儚く愛しい時間2
軽くウェーブした髪を背中の真ん中で赤い水玉のかわいい布で縛っているその人は睨んでいる姿もかわいい女の子だった。
モヤモヤしたものが私の中で広がる。
この人は王宮がどんなに恐ろしい所か知っているのだろうか。なんだか皮肉の一つでも言ってやりたい気分だわ。牢屋の中に居たリアンを思い出すと今でも身震いする。
私の目の前には「幸せそうなお嬢さん」。飢えも他人に蔑まれて暮らすことも何も知らない幸せな人種……。
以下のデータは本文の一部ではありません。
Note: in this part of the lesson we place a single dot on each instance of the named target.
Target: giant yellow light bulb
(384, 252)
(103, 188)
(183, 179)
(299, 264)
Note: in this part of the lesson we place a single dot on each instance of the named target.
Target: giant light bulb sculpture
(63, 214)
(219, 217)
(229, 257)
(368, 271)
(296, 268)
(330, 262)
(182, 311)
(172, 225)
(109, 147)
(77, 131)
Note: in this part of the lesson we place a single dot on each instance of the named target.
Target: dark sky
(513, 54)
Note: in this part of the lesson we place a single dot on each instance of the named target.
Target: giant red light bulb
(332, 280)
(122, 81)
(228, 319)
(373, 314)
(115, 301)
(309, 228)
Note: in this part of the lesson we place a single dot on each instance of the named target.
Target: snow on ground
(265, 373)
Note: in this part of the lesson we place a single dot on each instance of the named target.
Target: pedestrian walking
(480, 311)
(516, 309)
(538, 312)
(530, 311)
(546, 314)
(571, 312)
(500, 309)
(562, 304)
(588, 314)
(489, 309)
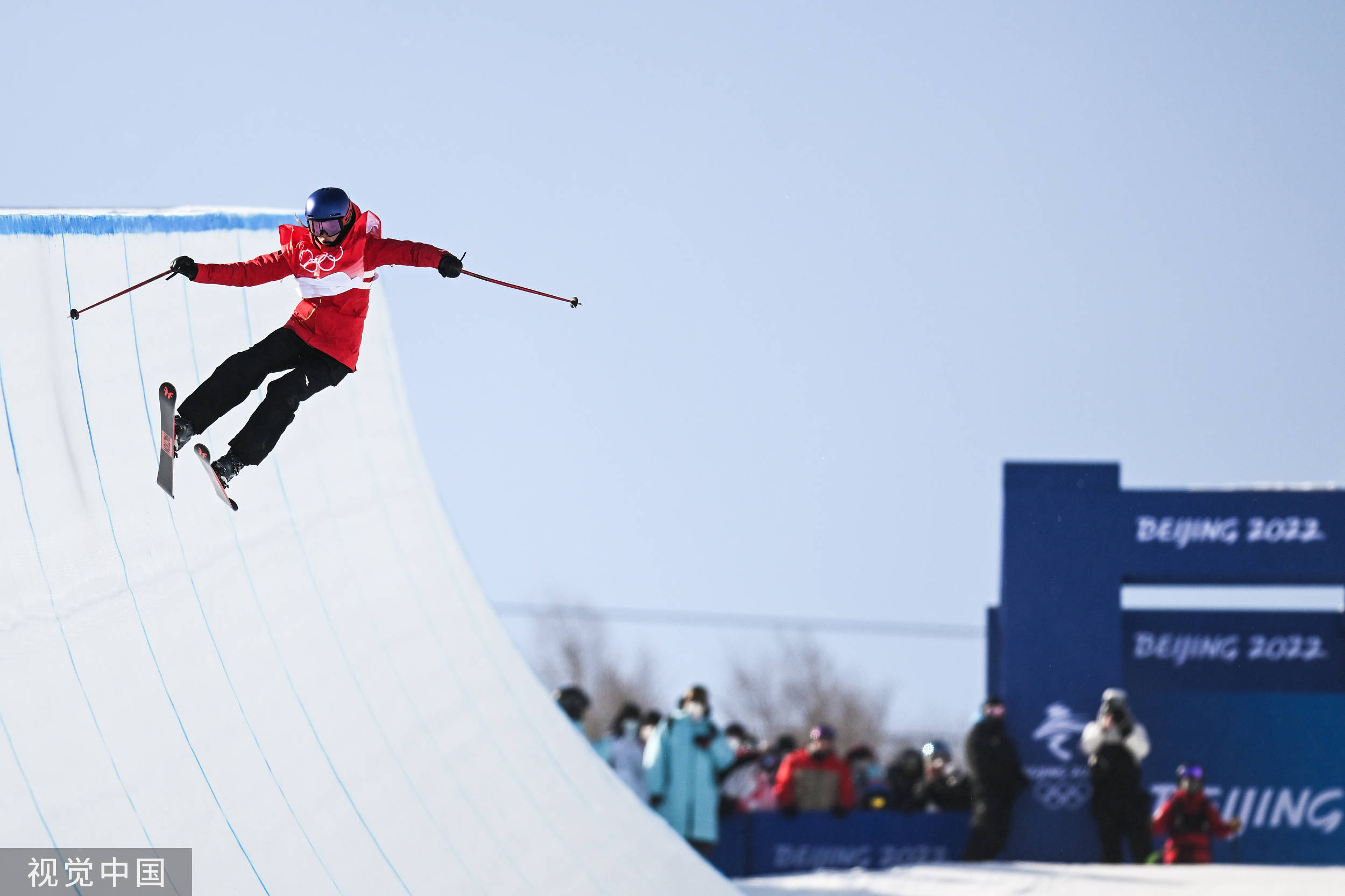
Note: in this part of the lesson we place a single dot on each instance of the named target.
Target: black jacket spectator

ねえリアン。私は馬鹿みたいに嫉妬してるの。こんなことであなたを手放すことができるかしら。
「ねえ、聞いてんの?」
「え?ええ。」
「リアンはこの村の者だけどあんたは部外者。早く出て行ってほしいわ。」
「……。」
いつもはリアンのそばに居てもこんなに面と向かって敵意を示されることは無かった。腐っても……水の巫女だもの。でも、今は違う。ちょっとふっくらめの地味な女。笑っちゃうわ。いつの間にか水の巫女を私からとったら何にもないの。あんなに家族のところに帰りたいと学園に入れられたころは毎日思っていたのに。……でもさ、妊娠中の私を追い出そうなんて酷すぎて涙もでないわよ。
「子供を産みたいの。それまでは我慢して。」
「!!どうやって取り入ったか知らないけどリアンもいい迷惑だわ。子供を盾にリアンを束縛するなんてなんて薄汚い女なの!」
「コレット!そこで何してるの。」
凄い剣幕で捲し立てていたコレットさんの後ろから冷えた声が聞こえた。
「……り、リアン。」
「いくら幼馴染の君でもリルを傷つけたら許さないよ。」
ここにきて、リアンは私の名前を出さない等に気を配っている。表向きには「リル」と名乗らせているのはリアンの警戒心からだろう。
「でも……。」
「言い訳は聞かない。僕がリルを束縛しているんだ。リルが、じゃない。僕から彼女を取り上げるようなことをしたら許さない。」
その言葉を聞いてコレットさんは青ざめた顔で走って行ってしまった。噛んでいた唇は震えていた。
「……ごめん。」
「いいのよ、リアン。私は平気。貴方を独占しているからやっかまれて当然だわ。」
「シリルは僕を束縛してくれていいんだ。君だけが僕の女神だから。」
「私の事で他の人たちと気まずくなっては大変だわ。私は大丈夫だから。」
そんなことホントに思ってる?
うそ。
本当はリアンが来てくれて、私を必要だと言ってくれて舞い上がるほど嬉しく思ってるくせに。正直責任とってリアンは私のそばに居るのよ。でも、それがなんだっていうの?大好きな人と一緒に居られるならそれでいいわ。今だけリアンを独占させてよ。リアンにもらった宝物が無事に生まれたらリアンを解放するから……。
「リアン……。」
私は黙って両手を広げた。
それに気づいたリアンが私をそっと抱きしめる。……まるで壊れ物を扱うように。
「ごめん……。」
リアンは時々こうやって私に謝る。それがどういう意味なのか考えたくはない。
私のこと、あの三日間以外触れようとしたこと無いよね。
キスさえ唇に貰ってない。
自分の罪を考えたら求めるなんてできない。でもこうして抱きしめてもらうくらいは許してもらえるよね?
*****
数か月経つと私のお腹のふくらみはようやく目立つようになってきた。胎動が感じれるようになると自分が母になるという感覚がしっかりと持てるようになる。
「あ、蹴った……。」
夜、ふっくらしたお腹を触ると隣で寝ていたリアンが体を起こした。
「触ってもいい?」
「ふふ。いいよ。」
優しくお腹に手を当てたリアンがジッとそこに集中しているとお腹の子が知ってかそこを蹴り上げたようだ。
「元気がいいね。どんな名前が良いかな。ロイ……リィエンカ……ガイとか強そうでいいかも……。」
「……気が早いのね、リアン。それに男の子の名前ばっかり。」
「だって、シリル……。あ、また蹴った。」
「元気がいいわ。そうね、男の子かも。」
「……シリル。」
「なあに?」
「ありがとう。」
リアンの目はとっても優しかった。謝られるより心地良い言葉だわ。
リアンの子供を授けてくれてありがとう。わたし、とっても幸せよ。
少し上の空のリアンを見つめているとリアンが私のお腹に手を置いたまま天井に向かってつぶやいた。
「ルーン……。」
「え?」
「ルーンにしない?星の神様の名前。素敵でしょ?水の巫女の君がお星さまを産むんだ。」
「いいわ。そうしましょ。……リアン、ありがとう。」
その日からリアンと私は「ルーン」とお腹の子に呼びかけるようになった。